Reste à voir si ces rapports de forces purement électoraux se traduiront demain également sur le plan organisationnel, avant tout syndical. Pour le moment, on peut en douter, en enregistrant la composition sociale sensiblement différente des meetings de masse du PCE et du PSOE au cours de la campagne électorale. Mais rien n'est encore joué en la matière. Si la social-démocratie devait devenir la force prédominante au sein du mouvement ouvrier organisé espagnol, cela augmenterait incontestablement les marges de manœuvre de la bourgeoisie, comme l'exemple portugais l'a confirmé.
L'instabilité non surmontée, le caractère explosif des contradictions, la poursuite de la montée des luttes, rendent éminemment provisoires les résultats du 15 juin. Les nouvelles Cortes ne seront qu'une étape dans le processus de liquidation de la dictature. Elles ne seront qu'une étape dans la crise de domination de la bourgeoisie de l'État espagnol, une étape dans la crise du mode de production capitaliste de ce pays. Il est impossible de prédire quelles seront les étapes futures et les rythmes précis de cette crise. Mais contrairement aux premiers commentaires de la bourgeoisie européenne et étatsunienne, qui chantèrent victoire un peu tôt, on peut dire dès maintenant que la bourgeoisie espagnole n'a pas réussi à arrêter cette crise à un palier grâce aux élections législatives du 15 juin 1977.
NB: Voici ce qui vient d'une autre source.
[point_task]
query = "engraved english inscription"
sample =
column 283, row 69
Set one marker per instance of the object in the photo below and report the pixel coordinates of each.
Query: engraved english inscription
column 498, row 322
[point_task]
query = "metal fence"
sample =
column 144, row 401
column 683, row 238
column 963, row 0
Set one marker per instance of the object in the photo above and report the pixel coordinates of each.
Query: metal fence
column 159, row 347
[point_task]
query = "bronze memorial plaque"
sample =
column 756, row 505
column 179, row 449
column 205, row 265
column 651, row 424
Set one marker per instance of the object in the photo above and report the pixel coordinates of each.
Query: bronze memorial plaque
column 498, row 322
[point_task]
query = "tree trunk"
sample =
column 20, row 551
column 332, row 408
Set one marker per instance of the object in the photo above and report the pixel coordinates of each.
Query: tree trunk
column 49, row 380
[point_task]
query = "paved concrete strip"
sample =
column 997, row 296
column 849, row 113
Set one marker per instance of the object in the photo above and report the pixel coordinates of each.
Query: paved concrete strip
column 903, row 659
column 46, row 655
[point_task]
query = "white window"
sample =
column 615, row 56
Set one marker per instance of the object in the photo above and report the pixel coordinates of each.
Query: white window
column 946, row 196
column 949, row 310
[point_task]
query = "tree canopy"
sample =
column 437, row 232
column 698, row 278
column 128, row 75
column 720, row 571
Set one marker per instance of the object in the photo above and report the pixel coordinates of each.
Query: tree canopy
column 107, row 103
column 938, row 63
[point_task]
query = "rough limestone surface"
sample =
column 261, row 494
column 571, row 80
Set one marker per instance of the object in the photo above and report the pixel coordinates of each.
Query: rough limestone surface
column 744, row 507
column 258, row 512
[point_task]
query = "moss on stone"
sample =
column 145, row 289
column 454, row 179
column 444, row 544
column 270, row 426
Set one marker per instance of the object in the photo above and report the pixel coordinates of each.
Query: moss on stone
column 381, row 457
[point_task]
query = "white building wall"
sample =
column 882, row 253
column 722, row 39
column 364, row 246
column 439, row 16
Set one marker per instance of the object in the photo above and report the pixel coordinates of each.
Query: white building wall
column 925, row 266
La classe ouvrière n'a pas réussi pour autant à avancer rapidement vers la solution de cette crise de son point de vue de classe, c'est-à-dire vers une révolution socialiste victorieuse. Vu la nature des directions ouvrières en place, ultra-réformistes et entièrement vouées à la politique gradualiste de collaboration de classes, cette solution n'est pas en vue. Elle réclame la construction d'une nouvelle direction révolutionnaire. Si les résultats électoraux obtenus par l'extrême-gauche dans ces premières élections restent des plus modestes, comme il fallait s'y attendre, les succès de ses meetings, qui ont réuni au total des dizaines et des dizaines de milliers de personnes, y compris ceux du Front unitaire des travailleurs (FUT), auquel participait la LCR, organisation sympathisante de la IVe Internationale, indiquent que les chances de réaliser cette construction à temps sont meilleures que jamais. Engranger les résultats de cette campagne très large et enthousiaste sur le plan du recrutement, de l'extension de l'influence ouvrière et syndicale, de la formation et de l'homogénéisation politiques, de l'accumulation de cadres, telle est la tâche immédiate des militants marxistes-révolutionnaires dans l'État espagnol.